Overall, 99.67 ± 0.34% of the sequences obtained from the root zone of wild soybean from Ss samples were assigned to a bacterial taxonomy, compared to 95.89 ± 1.63% of those in the SDY samples. The nine most abundant phyla (>1% sequences) comprised 95.42 ± 0.33 and 96.75 ± 0.24% of the root zone community in Ss and SDY samples, respectively (Supplementary Table S3), with 39.67 ± 2.87% and 39.67 ± 3.09% of the sequences belonging to Proteobacteria (Supplementary Table S4; Figure 2A). The second most abundant phylum was Actinobacteria (26.00 ± 2.94 and 24.00 ± 3.74% in Ss and SDY root zones, respectively), while other phyla identified in the root zones included Bacteroidetes (10.67 ± 1.70 and 9.00 ± 0.82%), Chloroflexi (6.00 ± 0.05 and 6.67 ± 0.47%), Acidobacteria (3.67 ± 0.90 and 6.00 ± 0.02%), Gemmatimonadetes (2.67 ± 0.47 and 4.67 ± 0.47%), Planctomycetes (3.00 ± 0.83 and 3.67 ± 0.47%), and Firmicutes (1.30 ± 0.50 and 1.00 ± 0.01%). The Ss root zone samples also included Saccharibacteria (1.33 ± 0.47%), which only accounted for significantly less than 0.20 ± 0.00% of the root zone abundance in SDY samples. Another significant difference in relative abundance was observed for Verrucomicrobia (0.90 ± 0.14 and 2.00 ± 0.00% in Ss and SDY root zones, respectively) as well as Acidobacteria, which could be due to differences in pH between the root zones of wild soybean grown in coastal sand (pH 6.5) and saline-alkali soil from the Yellow River Delta (pH 7.6). At the genus level, Sinorhizobium/Ensifer, which is the dominant genus in nodules, accounted for just 1.59 ± 0.40 and 1.87 ± 0.20% of the species in Ss and SDY root zones, respectively (Supplementary Table S5; Figure 2B). The relative microbial abundance in six root zone samples and six nodule samples at the order and family levels, as determined by 16S Illumina sequencing, is shown in Supplementary Figure S2.

Figure 2.

Figure 2

Bacterial community composition related to the root of wild soybean. Relative abundance at the (A) phylum and (B) genus levels.

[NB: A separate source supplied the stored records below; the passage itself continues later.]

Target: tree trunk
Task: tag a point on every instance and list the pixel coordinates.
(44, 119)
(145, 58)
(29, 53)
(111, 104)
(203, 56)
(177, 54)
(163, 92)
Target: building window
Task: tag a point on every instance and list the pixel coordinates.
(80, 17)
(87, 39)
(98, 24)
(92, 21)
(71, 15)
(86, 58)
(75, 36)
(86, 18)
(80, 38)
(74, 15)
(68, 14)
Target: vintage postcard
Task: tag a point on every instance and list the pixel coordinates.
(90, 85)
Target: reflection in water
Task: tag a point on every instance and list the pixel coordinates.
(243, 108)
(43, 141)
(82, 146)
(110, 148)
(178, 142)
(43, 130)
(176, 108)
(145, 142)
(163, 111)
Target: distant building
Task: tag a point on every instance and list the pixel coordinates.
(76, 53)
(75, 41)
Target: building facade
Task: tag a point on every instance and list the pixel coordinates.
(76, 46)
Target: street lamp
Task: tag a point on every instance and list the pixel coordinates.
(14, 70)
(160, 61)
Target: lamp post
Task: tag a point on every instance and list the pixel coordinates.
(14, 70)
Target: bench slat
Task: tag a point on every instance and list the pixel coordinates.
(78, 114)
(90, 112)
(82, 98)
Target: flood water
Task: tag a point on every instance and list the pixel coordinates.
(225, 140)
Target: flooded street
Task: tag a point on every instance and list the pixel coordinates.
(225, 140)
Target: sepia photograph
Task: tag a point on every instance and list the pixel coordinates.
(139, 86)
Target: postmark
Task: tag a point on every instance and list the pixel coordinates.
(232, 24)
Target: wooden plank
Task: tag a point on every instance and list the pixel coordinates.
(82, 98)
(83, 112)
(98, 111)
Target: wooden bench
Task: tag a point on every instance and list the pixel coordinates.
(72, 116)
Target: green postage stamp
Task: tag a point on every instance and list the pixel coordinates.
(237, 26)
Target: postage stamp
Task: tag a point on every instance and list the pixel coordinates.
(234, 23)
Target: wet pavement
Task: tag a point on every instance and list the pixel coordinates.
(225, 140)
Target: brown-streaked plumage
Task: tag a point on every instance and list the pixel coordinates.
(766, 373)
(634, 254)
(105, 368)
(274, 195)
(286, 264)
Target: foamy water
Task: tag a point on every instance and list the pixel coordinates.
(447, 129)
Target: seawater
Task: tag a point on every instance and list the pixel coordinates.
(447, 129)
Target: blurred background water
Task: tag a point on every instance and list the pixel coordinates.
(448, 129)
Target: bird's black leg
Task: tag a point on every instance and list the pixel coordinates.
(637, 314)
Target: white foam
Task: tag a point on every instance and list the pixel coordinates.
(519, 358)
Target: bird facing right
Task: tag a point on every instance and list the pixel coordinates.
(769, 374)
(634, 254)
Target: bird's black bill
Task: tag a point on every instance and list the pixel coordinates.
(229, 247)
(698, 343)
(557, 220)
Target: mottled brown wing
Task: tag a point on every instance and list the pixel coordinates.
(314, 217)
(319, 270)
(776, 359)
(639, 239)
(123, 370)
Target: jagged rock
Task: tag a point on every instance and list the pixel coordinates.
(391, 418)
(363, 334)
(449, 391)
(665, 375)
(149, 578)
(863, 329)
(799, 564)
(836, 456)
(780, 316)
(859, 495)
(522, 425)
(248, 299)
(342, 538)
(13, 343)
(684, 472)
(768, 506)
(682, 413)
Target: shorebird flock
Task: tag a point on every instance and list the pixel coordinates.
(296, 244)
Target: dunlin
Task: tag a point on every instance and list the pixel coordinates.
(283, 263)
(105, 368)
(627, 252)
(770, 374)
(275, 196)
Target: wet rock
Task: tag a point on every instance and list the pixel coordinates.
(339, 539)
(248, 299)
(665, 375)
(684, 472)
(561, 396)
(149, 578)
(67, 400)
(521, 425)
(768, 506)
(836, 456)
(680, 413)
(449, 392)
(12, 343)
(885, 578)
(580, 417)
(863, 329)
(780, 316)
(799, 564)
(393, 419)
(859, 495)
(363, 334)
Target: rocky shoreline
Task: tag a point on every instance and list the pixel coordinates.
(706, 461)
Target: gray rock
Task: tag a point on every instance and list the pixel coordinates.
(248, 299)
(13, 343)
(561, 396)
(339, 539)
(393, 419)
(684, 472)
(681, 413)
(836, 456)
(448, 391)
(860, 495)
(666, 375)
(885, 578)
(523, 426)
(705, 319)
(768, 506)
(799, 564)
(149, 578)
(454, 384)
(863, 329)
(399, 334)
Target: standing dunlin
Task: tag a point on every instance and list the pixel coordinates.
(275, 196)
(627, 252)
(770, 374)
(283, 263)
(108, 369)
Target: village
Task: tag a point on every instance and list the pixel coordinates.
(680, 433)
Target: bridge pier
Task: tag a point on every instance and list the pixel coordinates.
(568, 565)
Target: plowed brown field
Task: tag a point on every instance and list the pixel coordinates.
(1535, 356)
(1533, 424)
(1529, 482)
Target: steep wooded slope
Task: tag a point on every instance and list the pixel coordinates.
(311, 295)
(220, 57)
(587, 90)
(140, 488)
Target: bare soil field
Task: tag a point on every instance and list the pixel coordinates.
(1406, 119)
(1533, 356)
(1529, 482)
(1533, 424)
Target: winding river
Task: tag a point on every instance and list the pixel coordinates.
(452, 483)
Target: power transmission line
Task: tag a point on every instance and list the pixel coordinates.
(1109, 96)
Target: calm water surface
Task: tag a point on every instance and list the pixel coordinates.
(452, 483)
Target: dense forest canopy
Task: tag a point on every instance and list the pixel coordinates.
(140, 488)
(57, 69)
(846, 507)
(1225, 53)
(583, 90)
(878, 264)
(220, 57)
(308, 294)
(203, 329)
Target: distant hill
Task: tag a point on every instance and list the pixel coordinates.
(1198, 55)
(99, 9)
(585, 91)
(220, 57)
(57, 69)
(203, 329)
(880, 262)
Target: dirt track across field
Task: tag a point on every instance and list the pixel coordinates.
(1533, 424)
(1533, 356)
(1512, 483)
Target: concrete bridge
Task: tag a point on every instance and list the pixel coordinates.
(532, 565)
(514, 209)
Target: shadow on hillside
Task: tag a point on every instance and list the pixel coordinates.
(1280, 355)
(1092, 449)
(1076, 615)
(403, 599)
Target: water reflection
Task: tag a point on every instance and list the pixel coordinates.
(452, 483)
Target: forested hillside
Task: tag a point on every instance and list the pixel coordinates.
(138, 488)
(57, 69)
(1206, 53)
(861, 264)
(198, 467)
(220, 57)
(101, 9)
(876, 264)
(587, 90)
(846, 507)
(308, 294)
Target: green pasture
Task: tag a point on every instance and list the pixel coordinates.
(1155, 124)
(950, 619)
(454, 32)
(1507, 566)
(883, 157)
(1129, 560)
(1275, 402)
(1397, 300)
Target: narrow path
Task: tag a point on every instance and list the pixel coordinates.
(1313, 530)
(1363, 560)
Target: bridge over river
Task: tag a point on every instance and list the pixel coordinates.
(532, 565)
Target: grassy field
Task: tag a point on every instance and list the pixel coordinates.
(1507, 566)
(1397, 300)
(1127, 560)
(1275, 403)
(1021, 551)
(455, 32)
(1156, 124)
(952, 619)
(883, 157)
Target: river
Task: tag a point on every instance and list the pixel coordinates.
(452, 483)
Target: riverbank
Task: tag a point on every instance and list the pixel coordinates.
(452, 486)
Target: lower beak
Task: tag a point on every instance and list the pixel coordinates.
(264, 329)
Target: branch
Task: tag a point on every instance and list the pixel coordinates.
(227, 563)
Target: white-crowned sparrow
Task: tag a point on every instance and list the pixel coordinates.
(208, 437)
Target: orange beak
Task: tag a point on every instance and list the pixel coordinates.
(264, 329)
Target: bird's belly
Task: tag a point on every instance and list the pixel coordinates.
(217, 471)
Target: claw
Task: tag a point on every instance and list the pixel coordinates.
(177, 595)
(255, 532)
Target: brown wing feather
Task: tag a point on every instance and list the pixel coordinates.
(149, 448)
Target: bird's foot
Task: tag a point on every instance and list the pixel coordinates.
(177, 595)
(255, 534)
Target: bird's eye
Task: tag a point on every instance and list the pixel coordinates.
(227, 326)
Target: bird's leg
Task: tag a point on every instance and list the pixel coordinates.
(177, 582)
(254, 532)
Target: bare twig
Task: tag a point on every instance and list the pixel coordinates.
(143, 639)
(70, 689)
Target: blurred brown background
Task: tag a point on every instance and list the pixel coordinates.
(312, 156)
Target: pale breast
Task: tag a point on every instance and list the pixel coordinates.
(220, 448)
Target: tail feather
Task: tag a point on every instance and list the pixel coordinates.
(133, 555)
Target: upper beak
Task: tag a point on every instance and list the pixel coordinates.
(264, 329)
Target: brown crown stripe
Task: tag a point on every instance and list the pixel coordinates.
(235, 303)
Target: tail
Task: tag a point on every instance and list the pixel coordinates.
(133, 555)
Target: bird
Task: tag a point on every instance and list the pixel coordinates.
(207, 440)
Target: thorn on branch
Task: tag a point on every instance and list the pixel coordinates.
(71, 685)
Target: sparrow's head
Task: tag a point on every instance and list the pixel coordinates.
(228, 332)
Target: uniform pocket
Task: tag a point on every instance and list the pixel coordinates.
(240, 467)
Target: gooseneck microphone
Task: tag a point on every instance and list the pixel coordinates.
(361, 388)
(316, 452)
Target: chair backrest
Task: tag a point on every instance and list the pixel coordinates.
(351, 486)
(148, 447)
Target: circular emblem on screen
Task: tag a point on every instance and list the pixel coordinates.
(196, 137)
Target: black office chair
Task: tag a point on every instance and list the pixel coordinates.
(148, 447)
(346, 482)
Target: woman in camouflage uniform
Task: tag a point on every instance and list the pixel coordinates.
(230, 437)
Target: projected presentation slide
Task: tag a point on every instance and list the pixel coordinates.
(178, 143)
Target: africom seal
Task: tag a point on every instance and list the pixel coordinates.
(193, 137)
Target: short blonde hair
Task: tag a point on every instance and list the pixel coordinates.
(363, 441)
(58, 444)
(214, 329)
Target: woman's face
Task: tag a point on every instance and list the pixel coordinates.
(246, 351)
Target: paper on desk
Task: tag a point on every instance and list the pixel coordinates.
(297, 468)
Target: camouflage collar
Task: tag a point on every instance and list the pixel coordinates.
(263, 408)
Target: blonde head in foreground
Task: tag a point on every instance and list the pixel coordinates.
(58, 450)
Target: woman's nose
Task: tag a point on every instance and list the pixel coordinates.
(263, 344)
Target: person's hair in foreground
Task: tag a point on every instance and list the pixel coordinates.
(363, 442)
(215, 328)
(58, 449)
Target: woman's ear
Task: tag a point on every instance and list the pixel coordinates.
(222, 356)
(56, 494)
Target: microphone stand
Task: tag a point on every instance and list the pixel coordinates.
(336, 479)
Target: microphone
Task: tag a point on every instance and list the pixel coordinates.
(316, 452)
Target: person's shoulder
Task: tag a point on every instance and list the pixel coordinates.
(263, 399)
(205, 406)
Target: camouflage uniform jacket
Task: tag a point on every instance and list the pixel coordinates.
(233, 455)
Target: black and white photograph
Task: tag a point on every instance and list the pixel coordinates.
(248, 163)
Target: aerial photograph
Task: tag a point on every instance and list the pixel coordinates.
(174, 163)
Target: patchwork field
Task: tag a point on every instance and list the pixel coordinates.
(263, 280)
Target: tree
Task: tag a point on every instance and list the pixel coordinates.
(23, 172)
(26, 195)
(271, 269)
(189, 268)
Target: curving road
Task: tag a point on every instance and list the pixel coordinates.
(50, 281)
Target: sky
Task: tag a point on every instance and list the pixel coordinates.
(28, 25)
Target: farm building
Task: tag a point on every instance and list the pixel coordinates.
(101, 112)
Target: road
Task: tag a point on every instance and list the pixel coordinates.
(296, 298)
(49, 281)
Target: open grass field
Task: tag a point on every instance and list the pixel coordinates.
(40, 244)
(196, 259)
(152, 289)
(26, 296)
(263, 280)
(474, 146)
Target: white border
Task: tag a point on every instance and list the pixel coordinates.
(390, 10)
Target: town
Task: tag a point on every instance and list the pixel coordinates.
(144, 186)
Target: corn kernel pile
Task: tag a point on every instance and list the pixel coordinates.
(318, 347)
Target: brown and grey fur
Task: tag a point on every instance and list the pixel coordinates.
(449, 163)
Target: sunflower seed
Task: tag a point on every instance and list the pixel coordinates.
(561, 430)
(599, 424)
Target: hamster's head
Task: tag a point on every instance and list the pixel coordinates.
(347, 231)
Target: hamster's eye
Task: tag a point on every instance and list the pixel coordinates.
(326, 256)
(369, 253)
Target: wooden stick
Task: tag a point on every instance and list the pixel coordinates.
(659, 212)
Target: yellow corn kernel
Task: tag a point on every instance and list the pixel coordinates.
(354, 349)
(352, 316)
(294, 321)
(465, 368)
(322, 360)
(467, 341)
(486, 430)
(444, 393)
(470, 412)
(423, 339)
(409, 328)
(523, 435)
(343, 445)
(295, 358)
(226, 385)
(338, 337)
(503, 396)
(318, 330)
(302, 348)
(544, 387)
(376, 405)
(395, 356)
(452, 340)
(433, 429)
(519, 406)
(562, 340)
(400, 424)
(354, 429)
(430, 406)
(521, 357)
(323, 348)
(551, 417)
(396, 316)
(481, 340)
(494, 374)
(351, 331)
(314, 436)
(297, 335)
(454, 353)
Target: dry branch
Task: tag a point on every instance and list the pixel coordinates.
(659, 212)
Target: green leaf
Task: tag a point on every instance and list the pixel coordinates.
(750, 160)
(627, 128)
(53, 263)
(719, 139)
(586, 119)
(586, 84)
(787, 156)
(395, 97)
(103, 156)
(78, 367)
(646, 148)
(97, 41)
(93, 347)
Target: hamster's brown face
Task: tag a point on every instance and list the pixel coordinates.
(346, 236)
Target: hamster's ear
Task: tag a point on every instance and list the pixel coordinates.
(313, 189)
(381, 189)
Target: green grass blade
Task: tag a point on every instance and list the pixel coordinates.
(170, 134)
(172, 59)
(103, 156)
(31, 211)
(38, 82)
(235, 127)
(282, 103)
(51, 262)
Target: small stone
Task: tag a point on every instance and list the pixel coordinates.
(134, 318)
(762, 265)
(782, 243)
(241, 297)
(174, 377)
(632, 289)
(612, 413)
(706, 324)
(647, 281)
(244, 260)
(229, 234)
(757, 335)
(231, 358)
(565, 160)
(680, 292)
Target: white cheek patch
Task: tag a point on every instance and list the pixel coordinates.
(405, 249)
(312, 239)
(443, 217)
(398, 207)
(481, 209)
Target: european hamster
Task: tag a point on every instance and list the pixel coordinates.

Identification of Nodule Bacterial Community Composition

The 16S rRNA sequences amplified from the uncultured root nodule samples were assigned to 14 phyla and an overview of the dominant phyla and genera is provided in Supplementary Tables S4 and S5. Based on relative abundance, the most common phyla (>0.1%) in the coastal nodule samples (nS) and Yellow River Delta nodule samples (nD), respectively, were Proteobacteria (98.458 ± 0.045 and 99.703 ± 0.002%), Actinobacteria (0.533 ± 0.340 and 0.167 ± 0.047%), Bacteroidetes (0.177 ± 0.158 and 0.037 ± 0.017%), Chloroflexi (0.123 ± 0.122 and 0.047 ± 0.009%), Acidobacteria (0.113 ± 0.092 and 0.043 ± 0.012%), and Gemmatimonadetes (0.117 ± 0.095 and 0.043 ± 0.009%), indicating that nS samples displayed a higher diversity and proportion than nD samples. As predicted, the most prominent Proteobacteria were Sinorhizobium/Ensifer (97.330 ± 1.701 and 98.661 ± 0.471%); however, the proportion differed (85.67 ± 6.29%) from PacBio’s circular consensus sequencing for full-length bacterial 16S rRNA gene in nD samples (Zheng et al., 2020).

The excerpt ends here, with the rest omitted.